A foreigner to Antigua and Barbuda, on hearing the mention of figs, might think in terms of the fig of the Mediterranean. In Antigua and Barbuda, figs are bananas. That's the fig in Fig Tree Drive, a road with numerous banana trees along it, which runs up from the south coast into the rainforest area of  Antigua. The island also has a Fig Tree Hill.

In Guyana, a species of very small banana is called fig banana.


A program is in effect to preserve the Antigua Racer, a very rare snake (described in a CANA report as the world's rarest snake species), which inhabits Great Bird Island, a 20.5 acre island one mile off Antigua itself. The scientific name of the snake is Alsophis antiguae

The racer conservation program is cooperatively managed by the Antiguan Forestry Unit, the Environmental Awareness Group, the Fauna and Flora International, Island Resources Foundation, the Black Hills State University and the Durrell Wildlife Conservation Trust.

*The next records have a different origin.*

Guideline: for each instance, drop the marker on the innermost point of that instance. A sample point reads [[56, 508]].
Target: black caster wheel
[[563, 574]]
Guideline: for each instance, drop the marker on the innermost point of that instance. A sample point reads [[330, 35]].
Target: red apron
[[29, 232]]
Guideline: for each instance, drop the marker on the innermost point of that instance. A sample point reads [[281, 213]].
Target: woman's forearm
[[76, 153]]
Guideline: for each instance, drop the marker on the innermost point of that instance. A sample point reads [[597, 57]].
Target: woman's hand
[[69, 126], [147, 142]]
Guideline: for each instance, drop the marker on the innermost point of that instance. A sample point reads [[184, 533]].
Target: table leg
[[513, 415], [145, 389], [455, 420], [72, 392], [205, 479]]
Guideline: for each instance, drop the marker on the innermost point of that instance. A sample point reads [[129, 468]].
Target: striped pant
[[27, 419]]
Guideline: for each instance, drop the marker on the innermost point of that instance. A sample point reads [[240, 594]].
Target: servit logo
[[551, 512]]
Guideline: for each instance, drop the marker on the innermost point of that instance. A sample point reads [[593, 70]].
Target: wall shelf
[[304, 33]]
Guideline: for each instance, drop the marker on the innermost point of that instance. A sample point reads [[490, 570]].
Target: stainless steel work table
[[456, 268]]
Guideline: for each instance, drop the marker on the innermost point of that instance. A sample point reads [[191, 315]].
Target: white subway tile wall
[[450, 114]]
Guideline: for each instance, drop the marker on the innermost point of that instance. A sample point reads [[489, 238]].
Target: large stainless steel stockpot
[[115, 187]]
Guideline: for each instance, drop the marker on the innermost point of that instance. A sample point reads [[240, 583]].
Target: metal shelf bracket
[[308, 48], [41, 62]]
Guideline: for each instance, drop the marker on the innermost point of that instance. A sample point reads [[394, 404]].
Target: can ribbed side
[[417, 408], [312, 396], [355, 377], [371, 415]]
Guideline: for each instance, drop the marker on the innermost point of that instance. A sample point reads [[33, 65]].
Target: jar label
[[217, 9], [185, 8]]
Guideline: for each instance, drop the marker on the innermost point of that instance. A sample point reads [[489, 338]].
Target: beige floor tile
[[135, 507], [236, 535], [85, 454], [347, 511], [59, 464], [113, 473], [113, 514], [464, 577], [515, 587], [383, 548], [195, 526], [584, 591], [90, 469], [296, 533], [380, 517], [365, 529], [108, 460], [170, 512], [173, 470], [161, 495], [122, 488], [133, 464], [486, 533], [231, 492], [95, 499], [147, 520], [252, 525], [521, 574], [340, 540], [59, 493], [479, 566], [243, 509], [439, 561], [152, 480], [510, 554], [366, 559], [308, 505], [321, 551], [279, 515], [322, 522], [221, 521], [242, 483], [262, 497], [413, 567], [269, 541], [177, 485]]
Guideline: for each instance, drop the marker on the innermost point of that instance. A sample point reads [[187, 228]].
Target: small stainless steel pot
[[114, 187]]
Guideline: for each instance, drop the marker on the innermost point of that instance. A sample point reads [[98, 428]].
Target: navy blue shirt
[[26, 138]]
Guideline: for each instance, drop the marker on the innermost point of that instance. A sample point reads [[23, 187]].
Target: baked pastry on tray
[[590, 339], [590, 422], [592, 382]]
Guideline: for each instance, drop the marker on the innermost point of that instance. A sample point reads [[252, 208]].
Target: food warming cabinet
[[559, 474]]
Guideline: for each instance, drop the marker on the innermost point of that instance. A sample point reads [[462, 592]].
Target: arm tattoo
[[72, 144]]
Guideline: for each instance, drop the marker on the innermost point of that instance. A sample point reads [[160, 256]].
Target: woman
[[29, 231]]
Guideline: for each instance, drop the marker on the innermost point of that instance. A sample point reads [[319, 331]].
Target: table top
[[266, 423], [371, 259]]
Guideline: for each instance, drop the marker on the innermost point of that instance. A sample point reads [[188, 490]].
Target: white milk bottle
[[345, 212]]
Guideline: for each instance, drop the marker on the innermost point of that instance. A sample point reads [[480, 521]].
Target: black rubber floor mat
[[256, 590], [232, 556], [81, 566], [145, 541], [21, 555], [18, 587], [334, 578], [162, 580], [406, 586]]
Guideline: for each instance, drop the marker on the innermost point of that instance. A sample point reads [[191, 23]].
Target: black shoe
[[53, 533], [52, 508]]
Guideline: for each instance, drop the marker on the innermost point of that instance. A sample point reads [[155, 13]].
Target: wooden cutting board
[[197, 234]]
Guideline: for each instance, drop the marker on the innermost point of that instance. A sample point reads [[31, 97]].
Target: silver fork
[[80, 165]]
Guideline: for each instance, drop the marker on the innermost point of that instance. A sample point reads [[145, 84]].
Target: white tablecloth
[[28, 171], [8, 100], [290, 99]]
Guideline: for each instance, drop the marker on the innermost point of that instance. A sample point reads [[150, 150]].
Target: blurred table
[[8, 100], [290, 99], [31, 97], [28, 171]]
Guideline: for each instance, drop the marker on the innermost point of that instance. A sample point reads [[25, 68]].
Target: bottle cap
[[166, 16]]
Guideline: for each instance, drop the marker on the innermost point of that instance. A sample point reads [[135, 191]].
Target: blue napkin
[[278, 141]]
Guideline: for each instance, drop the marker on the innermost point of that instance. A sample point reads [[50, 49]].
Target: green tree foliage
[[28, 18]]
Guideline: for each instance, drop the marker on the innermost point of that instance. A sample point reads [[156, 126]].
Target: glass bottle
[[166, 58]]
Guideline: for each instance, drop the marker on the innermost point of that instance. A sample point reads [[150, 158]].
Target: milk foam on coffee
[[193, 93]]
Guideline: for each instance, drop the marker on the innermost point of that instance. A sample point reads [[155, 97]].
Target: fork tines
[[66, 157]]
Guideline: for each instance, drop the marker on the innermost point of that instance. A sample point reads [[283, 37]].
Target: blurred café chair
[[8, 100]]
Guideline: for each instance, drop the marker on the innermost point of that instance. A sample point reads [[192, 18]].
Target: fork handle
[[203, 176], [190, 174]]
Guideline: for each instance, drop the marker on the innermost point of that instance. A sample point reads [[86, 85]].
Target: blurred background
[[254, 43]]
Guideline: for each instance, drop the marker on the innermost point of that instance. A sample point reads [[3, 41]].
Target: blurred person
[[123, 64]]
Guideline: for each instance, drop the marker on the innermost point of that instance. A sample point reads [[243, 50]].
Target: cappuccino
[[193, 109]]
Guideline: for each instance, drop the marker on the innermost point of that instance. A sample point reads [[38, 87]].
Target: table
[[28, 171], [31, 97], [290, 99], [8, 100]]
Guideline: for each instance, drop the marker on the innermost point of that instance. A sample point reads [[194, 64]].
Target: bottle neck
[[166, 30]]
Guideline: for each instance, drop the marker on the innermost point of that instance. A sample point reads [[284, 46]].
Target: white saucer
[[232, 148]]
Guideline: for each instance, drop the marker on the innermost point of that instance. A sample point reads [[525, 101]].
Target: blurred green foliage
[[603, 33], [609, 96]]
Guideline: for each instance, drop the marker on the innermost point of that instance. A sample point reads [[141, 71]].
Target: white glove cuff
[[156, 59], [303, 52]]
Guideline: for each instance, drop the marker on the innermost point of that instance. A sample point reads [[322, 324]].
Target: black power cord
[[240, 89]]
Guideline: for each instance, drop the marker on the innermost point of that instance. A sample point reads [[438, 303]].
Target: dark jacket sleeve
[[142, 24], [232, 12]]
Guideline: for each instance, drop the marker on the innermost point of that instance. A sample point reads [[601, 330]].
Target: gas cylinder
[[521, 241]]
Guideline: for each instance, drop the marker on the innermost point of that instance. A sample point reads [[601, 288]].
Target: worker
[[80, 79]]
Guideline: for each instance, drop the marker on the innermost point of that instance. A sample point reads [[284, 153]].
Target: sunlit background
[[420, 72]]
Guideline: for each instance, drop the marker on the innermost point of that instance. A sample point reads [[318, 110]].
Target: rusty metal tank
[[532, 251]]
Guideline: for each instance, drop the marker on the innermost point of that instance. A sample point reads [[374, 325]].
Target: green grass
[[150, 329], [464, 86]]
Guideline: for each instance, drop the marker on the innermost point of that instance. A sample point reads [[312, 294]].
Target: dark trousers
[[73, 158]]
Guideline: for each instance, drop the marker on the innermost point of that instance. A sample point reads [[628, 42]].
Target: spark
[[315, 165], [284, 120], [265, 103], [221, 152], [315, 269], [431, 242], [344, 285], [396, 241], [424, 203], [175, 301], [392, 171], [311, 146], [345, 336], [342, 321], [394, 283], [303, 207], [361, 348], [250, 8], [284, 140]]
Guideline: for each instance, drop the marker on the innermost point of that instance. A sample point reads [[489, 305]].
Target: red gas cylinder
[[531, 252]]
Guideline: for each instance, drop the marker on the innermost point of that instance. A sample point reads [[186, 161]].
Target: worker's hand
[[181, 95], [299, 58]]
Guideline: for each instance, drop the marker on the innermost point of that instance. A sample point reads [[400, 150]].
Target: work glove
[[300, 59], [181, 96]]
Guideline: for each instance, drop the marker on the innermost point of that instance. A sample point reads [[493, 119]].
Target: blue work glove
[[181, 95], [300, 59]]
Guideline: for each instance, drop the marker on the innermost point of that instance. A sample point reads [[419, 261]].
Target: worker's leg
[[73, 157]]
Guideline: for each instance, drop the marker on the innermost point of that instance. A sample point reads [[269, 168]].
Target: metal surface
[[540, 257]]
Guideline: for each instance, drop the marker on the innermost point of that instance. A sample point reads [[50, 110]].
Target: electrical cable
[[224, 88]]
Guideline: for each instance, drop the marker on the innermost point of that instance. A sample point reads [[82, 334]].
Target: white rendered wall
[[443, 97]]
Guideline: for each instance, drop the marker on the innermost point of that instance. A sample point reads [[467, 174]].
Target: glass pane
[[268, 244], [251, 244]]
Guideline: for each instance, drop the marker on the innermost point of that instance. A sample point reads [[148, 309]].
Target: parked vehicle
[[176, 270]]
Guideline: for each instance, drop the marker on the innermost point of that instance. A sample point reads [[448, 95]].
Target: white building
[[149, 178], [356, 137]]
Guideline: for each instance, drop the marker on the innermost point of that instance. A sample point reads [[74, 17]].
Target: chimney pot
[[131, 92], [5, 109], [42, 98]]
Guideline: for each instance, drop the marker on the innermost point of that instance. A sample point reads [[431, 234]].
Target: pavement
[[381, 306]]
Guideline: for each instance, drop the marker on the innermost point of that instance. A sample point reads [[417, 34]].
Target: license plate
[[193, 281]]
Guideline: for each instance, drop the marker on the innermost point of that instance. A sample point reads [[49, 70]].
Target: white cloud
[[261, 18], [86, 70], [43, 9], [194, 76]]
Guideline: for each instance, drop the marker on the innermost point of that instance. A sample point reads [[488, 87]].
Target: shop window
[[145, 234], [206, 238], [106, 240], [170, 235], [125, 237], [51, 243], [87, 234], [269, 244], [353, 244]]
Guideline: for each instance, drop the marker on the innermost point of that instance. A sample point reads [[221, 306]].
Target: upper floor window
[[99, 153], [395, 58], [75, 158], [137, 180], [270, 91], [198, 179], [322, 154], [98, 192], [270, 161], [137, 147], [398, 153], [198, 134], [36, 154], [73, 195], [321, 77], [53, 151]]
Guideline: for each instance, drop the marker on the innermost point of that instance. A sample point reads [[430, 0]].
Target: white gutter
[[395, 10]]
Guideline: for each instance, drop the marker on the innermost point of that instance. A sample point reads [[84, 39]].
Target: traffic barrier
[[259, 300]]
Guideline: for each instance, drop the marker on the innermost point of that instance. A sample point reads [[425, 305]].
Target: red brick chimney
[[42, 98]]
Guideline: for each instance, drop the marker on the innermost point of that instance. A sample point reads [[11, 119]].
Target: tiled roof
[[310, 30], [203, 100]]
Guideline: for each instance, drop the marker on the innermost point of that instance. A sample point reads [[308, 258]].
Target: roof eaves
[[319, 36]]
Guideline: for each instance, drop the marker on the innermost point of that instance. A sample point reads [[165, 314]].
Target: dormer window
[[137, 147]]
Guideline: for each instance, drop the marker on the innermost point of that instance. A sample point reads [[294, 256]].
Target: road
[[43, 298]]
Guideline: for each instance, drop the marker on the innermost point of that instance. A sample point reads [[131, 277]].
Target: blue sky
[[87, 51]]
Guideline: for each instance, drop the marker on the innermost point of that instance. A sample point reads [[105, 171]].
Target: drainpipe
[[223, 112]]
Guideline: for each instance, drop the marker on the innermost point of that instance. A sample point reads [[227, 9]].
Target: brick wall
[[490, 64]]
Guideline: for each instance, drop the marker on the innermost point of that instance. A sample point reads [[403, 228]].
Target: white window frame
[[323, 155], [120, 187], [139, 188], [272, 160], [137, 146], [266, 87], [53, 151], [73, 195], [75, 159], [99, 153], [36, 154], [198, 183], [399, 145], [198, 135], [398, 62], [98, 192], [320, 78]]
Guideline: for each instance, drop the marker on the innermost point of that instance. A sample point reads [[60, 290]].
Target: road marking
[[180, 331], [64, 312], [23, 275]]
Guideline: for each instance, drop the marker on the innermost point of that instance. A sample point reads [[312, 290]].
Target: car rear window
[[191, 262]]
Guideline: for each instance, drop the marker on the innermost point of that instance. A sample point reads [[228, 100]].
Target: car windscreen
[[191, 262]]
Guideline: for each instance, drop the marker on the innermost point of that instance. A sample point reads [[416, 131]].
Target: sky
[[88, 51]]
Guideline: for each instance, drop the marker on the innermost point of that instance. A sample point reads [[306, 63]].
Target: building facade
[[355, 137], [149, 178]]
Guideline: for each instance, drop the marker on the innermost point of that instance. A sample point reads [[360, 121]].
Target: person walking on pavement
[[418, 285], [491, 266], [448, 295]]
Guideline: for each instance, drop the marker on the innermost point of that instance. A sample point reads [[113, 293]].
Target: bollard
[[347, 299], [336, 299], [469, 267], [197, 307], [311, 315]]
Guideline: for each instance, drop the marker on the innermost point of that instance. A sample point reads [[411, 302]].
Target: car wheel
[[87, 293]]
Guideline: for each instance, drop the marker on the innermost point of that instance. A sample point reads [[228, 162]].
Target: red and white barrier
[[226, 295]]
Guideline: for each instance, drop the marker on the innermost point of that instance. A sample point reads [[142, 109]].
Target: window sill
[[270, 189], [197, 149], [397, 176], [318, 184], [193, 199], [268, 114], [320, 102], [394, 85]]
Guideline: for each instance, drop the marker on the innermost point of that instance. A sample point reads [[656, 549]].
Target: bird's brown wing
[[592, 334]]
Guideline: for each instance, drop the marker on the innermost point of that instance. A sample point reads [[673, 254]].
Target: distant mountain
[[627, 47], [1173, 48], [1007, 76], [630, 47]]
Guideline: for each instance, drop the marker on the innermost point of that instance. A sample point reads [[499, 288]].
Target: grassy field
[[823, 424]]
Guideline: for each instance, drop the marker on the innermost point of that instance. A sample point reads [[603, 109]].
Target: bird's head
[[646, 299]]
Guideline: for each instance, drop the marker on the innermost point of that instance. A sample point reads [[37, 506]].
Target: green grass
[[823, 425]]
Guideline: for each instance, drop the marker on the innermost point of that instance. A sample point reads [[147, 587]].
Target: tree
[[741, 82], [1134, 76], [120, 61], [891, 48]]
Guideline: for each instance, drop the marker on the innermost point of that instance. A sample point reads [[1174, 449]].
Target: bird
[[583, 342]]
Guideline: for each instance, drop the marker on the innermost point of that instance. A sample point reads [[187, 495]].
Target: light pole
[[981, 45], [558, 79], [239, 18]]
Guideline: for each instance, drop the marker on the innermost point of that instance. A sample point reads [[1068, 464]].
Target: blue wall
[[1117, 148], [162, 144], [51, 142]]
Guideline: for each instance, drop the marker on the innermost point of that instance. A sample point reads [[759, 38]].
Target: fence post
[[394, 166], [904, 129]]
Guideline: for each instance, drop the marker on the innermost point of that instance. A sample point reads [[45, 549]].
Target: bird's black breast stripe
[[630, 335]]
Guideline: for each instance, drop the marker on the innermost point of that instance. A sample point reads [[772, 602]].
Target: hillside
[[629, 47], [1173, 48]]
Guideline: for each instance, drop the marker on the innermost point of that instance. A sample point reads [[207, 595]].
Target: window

The Antigua racer is a harmless snake, two to three feet long. It was once prevalent in Antigua but is now extinct there because they have been preyed upon by the mongoose, introduced on sugar plantations in the late 1800s to get rid the cane rat.

 Part of the preservation program is the eradication of  rats on Great Bird and this has been successful. This has resulted in an increase of the number of ground-lizards, a source of food for the racers.


The highest point in Antigua and Barbuda was given a new name on August 4, 2009, when Antigua and Barbuda’s Prime Minister
 Baldwin Spencer renamed it Mount Obama in honor of Barack Obama, the 44th President of the United States. The date was President Obama’s birthday. Up till then its name was Boggy Peak.

It is located in the far southwest of Antigua and rises to a height of 1,319 ft. The former Boggy Peak is the highest point of the southwestern Shekerley Mountains. It provided shelter for Antigua’s maroons (runaway slaves) who revolted in 1687. The slaves were captured by the militia and burned the following year.

The slaves had revolted.  The militia stormed the camp and the leaders were burned in the following year.


Antigua has an annual Christian Valley Mango Festival that is growing in popularity.

It is held at the Christian Valley Government Station, which boasts a 40-acre orchard of mango, citrus fruits, avocado, guava, Malay apple, cashew, breadfruit, soursop, and other tropical fruits.

A popular activity involves competitions between chefs and bartenders in preparing dishes and drinks from the fruits available.

Christian Valley is located in the Sherkerley Mountain Range of southern Antigua. The first  Mango Festival was held in August 2006.